Image: The Washington Post

Kathleen Siddell used to be a high school teacher. Then she became a mother. Then she realised there were loads of things she learnt in the classroom that were lessons she needed to be a good mum.

Read her full story, 10 Things I Learned As A Teacher That Helped Me As A Parent, from The Washington Post.

A few of her lessons include…

#5 There are many people who will influence your child, but never underestimate how much influence you have.

As a teacher, I saw my students for 48 minutes, five days a week. This is simultaneously a lot of time and not a lot of time. Just when you think you have little to no impact on their lives, they’ll surprise you by remembering something you said in passing.

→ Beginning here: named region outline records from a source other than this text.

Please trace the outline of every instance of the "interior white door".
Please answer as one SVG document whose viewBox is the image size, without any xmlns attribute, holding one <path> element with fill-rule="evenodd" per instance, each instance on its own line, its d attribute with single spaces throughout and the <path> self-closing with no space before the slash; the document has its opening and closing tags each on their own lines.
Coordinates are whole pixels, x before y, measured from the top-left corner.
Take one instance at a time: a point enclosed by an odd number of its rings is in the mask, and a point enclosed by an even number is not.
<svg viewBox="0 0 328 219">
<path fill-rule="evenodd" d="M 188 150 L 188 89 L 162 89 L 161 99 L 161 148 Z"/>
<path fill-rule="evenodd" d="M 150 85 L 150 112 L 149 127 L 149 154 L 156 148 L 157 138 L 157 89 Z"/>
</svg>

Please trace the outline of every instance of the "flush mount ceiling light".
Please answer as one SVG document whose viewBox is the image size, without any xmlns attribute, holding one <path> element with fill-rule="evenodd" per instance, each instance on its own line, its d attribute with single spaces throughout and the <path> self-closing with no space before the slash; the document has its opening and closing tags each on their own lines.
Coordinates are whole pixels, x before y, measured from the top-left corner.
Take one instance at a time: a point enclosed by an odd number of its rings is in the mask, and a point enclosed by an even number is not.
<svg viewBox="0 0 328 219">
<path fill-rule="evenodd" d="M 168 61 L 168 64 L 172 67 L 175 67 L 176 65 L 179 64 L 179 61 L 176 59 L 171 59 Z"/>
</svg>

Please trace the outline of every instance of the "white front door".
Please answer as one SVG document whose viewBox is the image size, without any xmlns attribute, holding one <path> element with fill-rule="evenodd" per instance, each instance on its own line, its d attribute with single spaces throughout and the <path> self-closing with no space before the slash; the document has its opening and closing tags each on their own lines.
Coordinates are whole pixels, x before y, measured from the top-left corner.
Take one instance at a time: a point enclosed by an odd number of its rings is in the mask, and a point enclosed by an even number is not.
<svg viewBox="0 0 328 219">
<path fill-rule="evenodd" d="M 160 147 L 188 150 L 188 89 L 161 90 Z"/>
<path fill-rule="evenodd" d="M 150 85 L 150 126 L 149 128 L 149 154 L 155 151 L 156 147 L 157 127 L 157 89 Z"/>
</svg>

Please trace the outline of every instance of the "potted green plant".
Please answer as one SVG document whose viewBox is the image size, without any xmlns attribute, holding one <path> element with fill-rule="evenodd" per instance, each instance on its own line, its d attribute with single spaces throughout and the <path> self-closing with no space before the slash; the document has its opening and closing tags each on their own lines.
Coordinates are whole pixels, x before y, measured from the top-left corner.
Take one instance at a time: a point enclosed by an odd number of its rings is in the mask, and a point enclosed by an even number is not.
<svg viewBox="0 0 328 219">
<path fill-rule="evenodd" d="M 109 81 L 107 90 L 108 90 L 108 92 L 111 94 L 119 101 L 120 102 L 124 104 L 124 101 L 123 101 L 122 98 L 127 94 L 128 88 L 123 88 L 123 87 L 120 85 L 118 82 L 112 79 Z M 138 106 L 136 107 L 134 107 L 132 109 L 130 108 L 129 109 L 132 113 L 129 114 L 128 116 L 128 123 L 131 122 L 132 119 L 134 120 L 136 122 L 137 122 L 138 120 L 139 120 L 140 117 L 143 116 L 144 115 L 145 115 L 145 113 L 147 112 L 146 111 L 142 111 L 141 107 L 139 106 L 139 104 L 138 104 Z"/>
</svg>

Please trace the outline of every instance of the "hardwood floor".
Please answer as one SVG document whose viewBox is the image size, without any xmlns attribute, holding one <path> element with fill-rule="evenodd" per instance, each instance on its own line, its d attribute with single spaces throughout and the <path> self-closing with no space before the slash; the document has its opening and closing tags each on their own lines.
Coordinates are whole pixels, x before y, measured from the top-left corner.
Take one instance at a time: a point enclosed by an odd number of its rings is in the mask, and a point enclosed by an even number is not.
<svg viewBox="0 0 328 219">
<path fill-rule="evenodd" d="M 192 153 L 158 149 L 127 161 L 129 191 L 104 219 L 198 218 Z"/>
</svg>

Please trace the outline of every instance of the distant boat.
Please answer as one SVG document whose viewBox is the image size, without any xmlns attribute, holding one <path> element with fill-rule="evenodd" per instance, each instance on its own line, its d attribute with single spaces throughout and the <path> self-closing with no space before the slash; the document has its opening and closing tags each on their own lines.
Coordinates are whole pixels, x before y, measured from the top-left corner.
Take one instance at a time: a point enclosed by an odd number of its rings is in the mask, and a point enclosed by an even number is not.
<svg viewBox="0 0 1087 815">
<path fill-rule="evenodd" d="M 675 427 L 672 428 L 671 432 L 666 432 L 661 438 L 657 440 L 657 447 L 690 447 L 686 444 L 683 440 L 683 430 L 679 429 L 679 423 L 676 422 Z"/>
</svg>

As a parent, I know the weight of my words will gradually decrease as friends, teachers, coaches and others begin to form relationships with my kids. And then I start talking like my mom and I’m reminded of the influence parents still have.

#6 Get to know your kids – really know them.

The questions you ask are always more important than the answers you give. Spend more time listening than talking.

#7 But there is a fine line between being a relatable and friendly teacher and being a friend.

It’s as fine as the line between parent and friend. I’ve seen it done successfully (among both parents and teachers) but the friendships have always been a by-product of excellent teaching/parenting.

#8 The longer you do it, the better you get (if you keep trying).

You never feel like an expert. There is always something else you need to work on. If you’re doing it well, you’ll always wonder, “Did I do enough? What could I have done differently to have been better?”

#9 It’s okay to let your kids fail.

Despite what you may tell yourself about supposedly protecting your child from failure, you’re only exposing them to a false sense of security. Don’t stop your child from failing out of fear of how it will make you, as the parent, look.

The way to judge a bad teacher/parent is not whether the student/child fails but whether or not they give them the support, confidence and encouragement to try again until they succeed.